The University of Wisconsin and Purdue University make available several health plans to their retirees, but provide no premium subsidy. Retirees are required to pay the total premium themselves if they choose to continue their coverage. The University of Wisconsin offers an indemnity plan, an HMO plan, and a PPO (preferred provider organization) plan. Total premiums are $185.00, $135.00, and $153.00 for single coverage, respectively. Total premiums are $483.00, $330.00, and $360.00 for family coverage, respectively. Purdue University offers an indemnity plan and an HMO plan. The total premiums for single coverage are $146.00 and $123.00, and $292.00 and $146.00 for family coverage.
The University of Michigan, Pennsylvania State University, the University of Illinois and the University of Iowa do subsidize the total premium for retirees. The University of Michigan offers an indemnity plan, an HMO plan, and a PPO plan. The total premiums for single coverage are $57.00, $116.00, and $150.00, and employee premiums for the three plans are $0.00, $47.00, and $81.00. At Penn State University, retirees can enroll in an indemnity or an HMO plan. The total premiums are $124.00 and $54.00 for single coverage, and $250.00 and $112.00 for family coverage. The employee premiums for the two plans are $6.00 for single coverage and $14.00 for family coverage. The University of Illinois has an indemnity plan, an HMO plan, and a PPO plan. The total premiums for single coverage are $249.00, $170.00, and $182.00, and do not have any employee premium. The total premiums for family coverage are $596.00, $430.00, and $430.00. The employee premiums are $155.00, $108.00, and $108.00, respectively.
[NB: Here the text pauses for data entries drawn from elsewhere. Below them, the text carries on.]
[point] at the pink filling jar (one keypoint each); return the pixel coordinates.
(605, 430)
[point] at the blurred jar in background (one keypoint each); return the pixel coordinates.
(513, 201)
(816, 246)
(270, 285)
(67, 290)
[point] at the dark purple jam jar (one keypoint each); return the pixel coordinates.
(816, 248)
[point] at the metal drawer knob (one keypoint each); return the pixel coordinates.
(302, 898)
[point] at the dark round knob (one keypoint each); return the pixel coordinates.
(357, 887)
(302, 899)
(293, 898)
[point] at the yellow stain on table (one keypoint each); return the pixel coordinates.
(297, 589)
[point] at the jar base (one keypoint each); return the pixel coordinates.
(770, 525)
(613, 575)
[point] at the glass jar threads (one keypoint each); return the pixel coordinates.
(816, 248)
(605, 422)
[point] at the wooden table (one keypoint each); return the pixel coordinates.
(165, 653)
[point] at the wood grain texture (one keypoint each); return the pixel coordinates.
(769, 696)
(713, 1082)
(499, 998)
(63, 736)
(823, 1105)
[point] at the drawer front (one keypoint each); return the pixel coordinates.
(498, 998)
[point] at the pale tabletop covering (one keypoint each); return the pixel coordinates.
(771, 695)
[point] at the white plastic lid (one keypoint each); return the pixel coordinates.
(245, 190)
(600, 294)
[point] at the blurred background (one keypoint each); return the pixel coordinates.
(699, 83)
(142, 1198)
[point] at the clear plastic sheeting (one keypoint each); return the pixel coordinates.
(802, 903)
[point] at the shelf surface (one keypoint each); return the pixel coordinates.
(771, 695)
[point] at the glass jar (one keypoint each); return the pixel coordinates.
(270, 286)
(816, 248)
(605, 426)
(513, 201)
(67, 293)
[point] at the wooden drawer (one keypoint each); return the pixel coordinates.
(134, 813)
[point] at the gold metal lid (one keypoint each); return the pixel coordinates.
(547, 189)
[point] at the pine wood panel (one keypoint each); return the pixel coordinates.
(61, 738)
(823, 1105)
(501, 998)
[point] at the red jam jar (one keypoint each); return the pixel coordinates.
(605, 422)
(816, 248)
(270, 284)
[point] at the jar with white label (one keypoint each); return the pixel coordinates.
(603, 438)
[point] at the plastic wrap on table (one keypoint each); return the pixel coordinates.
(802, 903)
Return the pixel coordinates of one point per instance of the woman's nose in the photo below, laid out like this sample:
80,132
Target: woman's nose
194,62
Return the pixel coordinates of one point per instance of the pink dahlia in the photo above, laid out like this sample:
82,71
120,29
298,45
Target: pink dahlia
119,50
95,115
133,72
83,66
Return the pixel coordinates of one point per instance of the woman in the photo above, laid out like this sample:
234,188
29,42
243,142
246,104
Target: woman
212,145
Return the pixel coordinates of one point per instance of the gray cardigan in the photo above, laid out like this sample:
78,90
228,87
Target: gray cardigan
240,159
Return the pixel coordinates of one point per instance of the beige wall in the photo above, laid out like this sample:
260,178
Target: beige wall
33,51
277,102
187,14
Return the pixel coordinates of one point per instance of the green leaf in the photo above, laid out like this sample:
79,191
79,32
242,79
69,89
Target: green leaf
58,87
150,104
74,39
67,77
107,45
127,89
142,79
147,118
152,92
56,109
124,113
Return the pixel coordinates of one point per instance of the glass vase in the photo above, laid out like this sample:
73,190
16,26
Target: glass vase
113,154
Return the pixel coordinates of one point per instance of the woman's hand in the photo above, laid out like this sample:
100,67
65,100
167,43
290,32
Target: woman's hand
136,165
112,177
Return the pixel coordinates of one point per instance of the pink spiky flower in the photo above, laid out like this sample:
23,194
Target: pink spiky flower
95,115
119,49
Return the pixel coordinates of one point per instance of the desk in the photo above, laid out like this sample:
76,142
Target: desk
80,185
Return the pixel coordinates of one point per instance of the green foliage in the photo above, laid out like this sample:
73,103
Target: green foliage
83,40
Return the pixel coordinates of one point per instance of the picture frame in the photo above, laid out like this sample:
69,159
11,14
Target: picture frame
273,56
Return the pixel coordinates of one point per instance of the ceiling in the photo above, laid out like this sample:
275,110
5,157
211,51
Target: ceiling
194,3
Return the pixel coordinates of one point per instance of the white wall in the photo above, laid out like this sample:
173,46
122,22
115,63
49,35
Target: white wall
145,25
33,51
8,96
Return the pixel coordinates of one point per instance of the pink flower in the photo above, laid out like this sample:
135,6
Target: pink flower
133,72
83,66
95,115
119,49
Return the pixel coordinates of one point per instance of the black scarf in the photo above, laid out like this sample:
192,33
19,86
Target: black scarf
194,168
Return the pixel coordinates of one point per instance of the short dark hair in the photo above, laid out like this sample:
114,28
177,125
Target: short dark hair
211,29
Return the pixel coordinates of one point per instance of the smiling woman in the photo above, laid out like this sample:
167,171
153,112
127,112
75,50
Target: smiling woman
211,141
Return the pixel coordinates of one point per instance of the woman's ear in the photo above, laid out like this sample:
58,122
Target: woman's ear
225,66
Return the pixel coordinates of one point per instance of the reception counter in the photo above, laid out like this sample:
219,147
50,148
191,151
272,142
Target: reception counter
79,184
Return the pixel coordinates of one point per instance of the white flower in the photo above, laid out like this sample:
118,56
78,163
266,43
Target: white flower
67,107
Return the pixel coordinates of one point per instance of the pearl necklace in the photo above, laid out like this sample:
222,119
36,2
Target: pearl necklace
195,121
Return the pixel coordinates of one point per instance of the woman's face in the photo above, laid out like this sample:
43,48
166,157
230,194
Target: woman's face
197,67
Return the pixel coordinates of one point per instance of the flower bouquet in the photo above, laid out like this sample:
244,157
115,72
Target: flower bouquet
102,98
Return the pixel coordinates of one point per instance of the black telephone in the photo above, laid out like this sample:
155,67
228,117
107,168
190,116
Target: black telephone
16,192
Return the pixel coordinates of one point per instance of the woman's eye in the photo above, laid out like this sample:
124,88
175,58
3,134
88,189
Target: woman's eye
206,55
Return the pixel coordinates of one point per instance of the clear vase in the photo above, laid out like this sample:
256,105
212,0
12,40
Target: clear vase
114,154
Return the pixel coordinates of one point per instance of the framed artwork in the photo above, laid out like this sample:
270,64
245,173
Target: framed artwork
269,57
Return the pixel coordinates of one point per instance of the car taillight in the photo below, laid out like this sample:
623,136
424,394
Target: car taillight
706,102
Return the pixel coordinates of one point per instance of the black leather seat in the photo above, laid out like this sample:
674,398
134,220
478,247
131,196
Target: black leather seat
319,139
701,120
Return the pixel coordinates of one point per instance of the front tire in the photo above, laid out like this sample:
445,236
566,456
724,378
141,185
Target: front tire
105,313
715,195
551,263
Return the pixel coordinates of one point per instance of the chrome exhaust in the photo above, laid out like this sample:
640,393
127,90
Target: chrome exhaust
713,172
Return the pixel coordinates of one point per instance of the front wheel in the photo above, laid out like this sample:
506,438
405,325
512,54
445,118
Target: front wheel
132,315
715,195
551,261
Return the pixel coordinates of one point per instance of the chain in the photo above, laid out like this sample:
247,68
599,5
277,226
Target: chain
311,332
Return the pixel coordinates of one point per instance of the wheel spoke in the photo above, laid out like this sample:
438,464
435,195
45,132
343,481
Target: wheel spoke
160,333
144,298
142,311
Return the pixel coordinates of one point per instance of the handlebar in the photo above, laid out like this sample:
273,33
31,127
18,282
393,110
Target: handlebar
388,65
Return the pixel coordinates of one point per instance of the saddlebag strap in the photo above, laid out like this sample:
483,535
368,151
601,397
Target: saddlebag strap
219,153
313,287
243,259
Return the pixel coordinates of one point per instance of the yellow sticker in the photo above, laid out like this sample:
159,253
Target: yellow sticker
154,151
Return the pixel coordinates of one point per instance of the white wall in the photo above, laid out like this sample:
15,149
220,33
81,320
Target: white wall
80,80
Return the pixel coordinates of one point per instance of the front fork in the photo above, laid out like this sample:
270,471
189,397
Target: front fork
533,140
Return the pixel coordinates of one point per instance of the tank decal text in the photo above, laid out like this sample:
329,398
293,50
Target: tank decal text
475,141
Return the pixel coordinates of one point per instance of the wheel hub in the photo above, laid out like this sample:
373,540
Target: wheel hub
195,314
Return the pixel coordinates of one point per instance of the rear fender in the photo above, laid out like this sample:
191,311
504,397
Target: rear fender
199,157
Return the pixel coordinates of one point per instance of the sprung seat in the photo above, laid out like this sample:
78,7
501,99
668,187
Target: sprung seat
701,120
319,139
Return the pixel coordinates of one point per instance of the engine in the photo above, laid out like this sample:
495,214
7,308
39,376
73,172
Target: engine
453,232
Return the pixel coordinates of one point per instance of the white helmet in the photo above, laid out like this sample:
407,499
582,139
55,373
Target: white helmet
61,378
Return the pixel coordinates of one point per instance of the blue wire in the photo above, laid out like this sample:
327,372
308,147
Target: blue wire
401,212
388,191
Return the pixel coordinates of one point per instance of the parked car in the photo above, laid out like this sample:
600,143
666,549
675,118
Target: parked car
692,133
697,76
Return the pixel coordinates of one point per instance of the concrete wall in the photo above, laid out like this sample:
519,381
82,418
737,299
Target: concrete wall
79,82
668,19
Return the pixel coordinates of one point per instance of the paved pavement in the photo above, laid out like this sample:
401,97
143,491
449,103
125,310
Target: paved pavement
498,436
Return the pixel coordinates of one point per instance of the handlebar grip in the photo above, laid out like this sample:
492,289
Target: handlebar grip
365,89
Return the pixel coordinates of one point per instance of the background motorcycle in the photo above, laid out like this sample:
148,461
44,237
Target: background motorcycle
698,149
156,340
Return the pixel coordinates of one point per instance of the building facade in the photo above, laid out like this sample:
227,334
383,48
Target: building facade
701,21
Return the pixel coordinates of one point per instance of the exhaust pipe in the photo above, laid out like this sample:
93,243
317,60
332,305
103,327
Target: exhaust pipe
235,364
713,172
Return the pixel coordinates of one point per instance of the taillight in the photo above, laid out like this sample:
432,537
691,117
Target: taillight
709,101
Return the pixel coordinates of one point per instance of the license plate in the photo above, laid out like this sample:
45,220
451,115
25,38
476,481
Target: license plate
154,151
The University of Iowa offers three indemnity plans, primarily because managed care plans do not have significant market penetration in Iowa. The first indemnity plan covers 90% of all medical costs. The second indemnity plan covers 90% of all costs, but also has an $800 deductible. The third indemnity plan covers 80% of all costs. Total premiums for these plans range from $69.00 to $194.00 for single coverage, and $69.00 to $388.00 for family coverage. The University contributes $85.00 towards single and family coverage premiums.
Toro, a local employer, was also included because it has a hybrid retiree premium policy this is notable. Toro employees who have work at least 10 years are eligible for health benefits upon retirement. Until they reach age 62, retirees are responsible for paying the entire total premium of the health plan they choose. Between ages 62 and 65, retirees are required to pay only the employee premium contribution and Toro pays the employer portion as they would for active employees.
To remain competitive with other large research universities, the University may want to consider subsidizing health premiums for retirees across the board or using some variant of Toro’s hybrid policy. See Appendices 7 and 8 for more comparison information on retiree premiums at other major universities.